Late winter is my least favorite time of the year. I appreciate the warmer temperatures, but hate the dirty snow, mud and damp days that lead up to real springtime - that time of warmth and growth and flowers coming to life. I mention this because I think that at times I allow my soul to go into "late winter mode". I want to feel warm and fuzzy inside without it being a bothersome effort in any way. I want to go directly to a fully blossoming soul without facing my ugly lack of discipline or the cold drizzle of difficulty. When it comes to establishing regular inner beauty routines it's too easy to give in to the whining voice of my inner three year old - "I don't wanna! It's too hard!"
It is hard. Not many of us are entirely altruistic, or even naturally generous in our responses to the actions of others. I'm trying to remind myself that people are more often thoughtless than deliberately unkind. I shouldn't take it personally when someone turns the corner when I'm waiting to cross the street or splashes me by driving through a three inch pothole. These people are just distracted by their own problems or in a hurry to get somewhere - they aren't in on some global conspiracy to make my walk unpleasant. But it is hard to keep from muttering under my breath. It often feels too hard to be kind in the face of thoughtlessness.
It's hard to be productive every day and manage my time in soul satisfying ways. It isn't easy to find the discipline to write on a daily basis or engage in other creative endeavors. But it's really easy to waste time looking at real estate online or reading wikipedia whenever a fleeting question passes through my easily distracted mind.
It's hard to remember to be grateful every day and to consciously look for even more things to be grateful for - even when my appliances break down and my world looks chaotic and I'm grumpy and tired. I mean, darn - I might know in my heart just how much I have, but being consistently grateful really can feel like work at times.
It's hard to find ways to serve humanity. It's usually pretty easy to help people I like - but the notion that I might need to extend myself to help those who are less than lovable makes me very uncomfortable.
It's hard to tune in to the little things that I've neglected - like listening to music while doing housework. When did I stop singing into the vacuum hose? Perhaps as my slavish devotion to the treadmill increased in an attempt to do something good for my body, I just got too tired to feed my soul with an impromptu dance party while cleaning the house.
It's hard to take the time to go to the library for fresh books to fuel my mind; to find good entertainment instead of settling for the same old reruns on the telly and wasting time with trivial pursuits online.

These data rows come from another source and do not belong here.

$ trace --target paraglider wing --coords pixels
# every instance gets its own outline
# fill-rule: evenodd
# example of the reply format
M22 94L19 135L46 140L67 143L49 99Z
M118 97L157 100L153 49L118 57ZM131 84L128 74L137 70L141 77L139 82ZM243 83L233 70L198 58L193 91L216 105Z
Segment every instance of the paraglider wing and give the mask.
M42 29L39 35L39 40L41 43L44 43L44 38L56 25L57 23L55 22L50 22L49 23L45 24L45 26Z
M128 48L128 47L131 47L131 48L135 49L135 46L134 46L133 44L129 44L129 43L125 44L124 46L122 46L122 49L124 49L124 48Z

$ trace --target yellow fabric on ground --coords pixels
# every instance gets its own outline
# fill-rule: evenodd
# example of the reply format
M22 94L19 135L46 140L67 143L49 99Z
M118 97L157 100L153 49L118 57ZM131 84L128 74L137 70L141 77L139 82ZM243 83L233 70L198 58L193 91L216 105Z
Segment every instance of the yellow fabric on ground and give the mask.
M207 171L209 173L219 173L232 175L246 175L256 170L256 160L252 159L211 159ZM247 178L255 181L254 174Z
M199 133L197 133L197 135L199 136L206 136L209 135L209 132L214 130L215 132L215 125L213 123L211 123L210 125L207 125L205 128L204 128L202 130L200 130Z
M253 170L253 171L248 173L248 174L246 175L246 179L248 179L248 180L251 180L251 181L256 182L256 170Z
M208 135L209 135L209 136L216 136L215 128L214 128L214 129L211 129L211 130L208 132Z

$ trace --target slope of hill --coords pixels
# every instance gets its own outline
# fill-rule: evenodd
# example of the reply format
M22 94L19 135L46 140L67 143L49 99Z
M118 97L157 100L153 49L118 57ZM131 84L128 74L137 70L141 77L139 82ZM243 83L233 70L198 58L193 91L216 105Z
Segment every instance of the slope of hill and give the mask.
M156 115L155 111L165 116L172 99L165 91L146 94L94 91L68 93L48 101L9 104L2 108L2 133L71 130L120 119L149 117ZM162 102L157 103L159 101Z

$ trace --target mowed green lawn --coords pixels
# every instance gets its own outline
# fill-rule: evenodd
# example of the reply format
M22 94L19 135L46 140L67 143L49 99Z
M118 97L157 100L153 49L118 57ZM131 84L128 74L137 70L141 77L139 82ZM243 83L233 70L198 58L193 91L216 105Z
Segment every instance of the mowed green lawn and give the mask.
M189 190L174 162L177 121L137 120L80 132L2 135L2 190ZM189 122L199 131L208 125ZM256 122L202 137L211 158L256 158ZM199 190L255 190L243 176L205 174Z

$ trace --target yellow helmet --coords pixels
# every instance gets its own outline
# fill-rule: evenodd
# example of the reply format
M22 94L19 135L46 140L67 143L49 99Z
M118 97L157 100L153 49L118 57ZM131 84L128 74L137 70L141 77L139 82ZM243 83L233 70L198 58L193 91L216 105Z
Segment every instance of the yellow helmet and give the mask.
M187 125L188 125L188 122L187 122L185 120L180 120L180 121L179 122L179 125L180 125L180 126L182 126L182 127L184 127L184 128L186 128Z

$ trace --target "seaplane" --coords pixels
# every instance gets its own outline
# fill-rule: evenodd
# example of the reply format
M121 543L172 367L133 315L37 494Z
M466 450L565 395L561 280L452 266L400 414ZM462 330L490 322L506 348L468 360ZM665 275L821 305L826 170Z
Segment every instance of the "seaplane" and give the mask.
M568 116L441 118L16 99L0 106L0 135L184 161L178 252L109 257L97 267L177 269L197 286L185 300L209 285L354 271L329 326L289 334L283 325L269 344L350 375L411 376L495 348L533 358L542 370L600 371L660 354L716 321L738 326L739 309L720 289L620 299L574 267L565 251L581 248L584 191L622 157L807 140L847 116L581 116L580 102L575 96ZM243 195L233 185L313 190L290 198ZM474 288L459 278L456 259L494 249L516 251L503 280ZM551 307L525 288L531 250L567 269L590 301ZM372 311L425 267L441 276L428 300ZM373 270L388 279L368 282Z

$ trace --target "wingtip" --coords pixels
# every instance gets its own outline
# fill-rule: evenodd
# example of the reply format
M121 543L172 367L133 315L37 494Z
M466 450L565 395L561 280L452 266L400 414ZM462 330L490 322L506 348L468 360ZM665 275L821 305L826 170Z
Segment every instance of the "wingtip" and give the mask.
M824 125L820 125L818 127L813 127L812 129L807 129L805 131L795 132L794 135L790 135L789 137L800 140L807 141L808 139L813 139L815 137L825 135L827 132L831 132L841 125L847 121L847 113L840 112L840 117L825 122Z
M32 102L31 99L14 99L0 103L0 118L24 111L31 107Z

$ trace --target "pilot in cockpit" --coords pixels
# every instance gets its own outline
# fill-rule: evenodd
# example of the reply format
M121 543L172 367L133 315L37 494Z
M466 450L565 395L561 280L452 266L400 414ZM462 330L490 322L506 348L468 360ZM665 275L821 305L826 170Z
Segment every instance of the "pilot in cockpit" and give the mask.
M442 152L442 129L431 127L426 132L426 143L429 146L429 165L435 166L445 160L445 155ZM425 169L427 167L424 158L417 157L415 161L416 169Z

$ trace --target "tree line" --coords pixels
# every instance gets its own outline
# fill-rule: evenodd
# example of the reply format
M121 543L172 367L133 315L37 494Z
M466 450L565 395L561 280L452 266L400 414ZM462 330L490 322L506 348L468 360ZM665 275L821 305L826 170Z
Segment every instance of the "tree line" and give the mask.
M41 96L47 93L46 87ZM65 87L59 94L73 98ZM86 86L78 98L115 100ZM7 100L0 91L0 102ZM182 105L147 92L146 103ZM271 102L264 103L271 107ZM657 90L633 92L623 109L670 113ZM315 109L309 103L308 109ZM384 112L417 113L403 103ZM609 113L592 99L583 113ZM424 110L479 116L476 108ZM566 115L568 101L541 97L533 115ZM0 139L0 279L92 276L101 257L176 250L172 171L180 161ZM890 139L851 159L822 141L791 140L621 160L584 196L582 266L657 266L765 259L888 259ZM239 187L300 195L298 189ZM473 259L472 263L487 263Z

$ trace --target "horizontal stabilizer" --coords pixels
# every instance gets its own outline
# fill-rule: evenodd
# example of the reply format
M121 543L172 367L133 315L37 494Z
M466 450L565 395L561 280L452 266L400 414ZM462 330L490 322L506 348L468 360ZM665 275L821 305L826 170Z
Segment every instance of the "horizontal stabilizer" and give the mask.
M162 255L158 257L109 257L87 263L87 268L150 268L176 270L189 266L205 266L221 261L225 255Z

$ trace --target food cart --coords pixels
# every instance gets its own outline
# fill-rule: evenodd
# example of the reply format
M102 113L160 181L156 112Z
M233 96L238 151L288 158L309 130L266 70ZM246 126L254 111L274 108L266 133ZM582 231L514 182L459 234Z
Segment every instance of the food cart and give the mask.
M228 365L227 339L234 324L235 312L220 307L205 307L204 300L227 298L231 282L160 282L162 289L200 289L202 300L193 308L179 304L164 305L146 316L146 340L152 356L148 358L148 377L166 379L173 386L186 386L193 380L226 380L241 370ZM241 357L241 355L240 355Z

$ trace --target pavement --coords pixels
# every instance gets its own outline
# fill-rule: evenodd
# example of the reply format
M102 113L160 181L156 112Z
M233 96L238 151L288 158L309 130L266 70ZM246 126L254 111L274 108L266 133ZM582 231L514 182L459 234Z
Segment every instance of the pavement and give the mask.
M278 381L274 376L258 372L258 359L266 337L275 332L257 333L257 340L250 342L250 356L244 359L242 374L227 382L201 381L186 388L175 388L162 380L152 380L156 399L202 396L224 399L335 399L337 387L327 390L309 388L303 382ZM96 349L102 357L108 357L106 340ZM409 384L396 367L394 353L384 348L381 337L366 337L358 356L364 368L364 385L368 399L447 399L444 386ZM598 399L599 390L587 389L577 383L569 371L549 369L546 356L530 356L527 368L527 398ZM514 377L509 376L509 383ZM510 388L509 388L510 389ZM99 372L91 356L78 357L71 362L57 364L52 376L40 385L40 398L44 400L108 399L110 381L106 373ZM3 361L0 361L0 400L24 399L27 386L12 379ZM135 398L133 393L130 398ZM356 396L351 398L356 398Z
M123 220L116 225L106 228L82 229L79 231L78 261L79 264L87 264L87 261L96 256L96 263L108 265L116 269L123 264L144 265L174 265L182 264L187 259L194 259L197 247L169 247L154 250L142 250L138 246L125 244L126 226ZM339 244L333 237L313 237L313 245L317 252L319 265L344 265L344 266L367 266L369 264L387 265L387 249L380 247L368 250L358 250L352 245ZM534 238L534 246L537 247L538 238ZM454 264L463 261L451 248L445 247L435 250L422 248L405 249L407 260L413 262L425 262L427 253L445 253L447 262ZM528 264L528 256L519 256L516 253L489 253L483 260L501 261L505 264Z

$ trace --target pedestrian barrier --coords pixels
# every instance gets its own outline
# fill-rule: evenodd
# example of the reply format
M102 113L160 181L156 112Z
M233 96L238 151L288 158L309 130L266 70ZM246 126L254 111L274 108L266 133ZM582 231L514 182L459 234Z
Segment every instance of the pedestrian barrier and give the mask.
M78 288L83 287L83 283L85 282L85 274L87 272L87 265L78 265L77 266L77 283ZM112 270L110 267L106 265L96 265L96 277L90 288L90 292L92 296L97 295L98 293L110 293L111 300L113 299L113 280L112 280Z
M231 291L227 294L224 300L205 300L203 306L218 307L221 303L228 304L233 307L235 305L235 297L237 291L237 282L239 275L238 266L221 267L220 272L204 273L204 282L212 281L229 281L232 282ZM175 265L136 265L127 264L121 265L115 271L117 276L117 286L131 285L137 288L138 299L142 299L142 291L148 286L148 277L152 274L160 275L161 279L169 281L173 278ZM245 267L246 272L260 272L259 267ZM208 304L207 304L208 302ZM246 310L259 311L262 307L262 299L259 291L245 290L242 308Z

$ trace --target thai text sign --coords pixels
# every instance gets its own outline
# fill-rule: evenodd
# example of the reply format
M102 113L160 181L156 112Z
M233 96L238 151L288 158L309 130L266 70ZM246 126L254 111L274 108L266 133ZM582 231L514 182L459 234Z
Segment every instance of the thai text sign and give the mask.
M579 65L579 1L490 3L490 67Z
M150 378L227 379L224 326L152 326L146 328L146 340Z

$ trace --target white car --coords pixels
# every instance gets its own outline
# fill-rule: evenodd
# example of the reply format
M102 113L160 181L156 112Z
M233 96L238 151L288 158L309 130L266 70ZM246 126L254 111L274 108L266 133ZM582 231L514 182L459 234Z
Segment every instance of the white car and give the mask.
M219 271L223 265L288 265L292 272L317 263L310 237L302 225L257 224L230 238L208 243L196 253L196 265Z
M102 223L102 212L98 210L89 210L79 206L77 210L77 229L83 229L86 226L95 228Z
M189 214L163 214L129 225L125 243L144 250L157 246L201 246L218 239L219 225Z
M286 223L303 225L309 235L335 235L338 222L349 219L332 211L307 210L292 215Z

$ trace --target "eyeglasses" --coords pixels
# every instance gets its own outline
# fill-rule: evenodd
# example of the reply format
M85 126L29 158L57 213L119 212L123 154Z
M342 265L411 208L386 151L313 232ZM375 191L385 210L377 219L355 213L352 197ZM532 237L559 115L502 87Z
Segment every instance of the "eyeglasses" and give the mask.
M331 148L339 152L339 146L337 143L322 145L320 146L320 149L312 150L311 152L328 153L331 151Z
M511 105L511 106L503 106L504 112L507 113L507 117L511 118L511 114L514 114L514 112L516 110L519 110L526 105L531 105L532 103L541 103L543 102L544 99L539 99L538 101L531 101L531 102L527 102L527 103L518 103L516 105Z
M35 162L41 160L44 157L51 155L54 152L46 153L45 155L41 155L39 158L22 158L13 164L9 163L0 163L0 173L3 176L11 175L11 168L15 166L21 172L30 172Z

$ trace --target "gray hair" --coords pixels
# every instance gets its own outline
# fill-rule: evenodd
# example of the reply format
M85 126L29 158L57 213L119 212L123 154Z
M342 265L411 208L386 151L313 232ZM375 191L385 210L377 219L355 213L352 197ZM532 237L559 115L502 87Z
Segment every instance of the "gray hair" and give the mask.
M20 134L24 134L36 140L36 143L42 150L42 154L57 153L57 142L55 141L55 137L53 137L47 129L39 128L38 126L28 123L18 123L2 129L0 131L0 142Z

I'm getting tired of this bleak late winter of the soul, and looking forward to planting a few fresh shoots and pruning a few more established plantings. After some honest toil, I'm apt to be happier with the person I see in the mirror.
"Hey!" - I hope I'll say to my reflection when I'm as old as my mother (and probably considerably wrinklier) "You're a bit of a crumpled and grimy old girl, but I like your soul. Keep up the hard work!"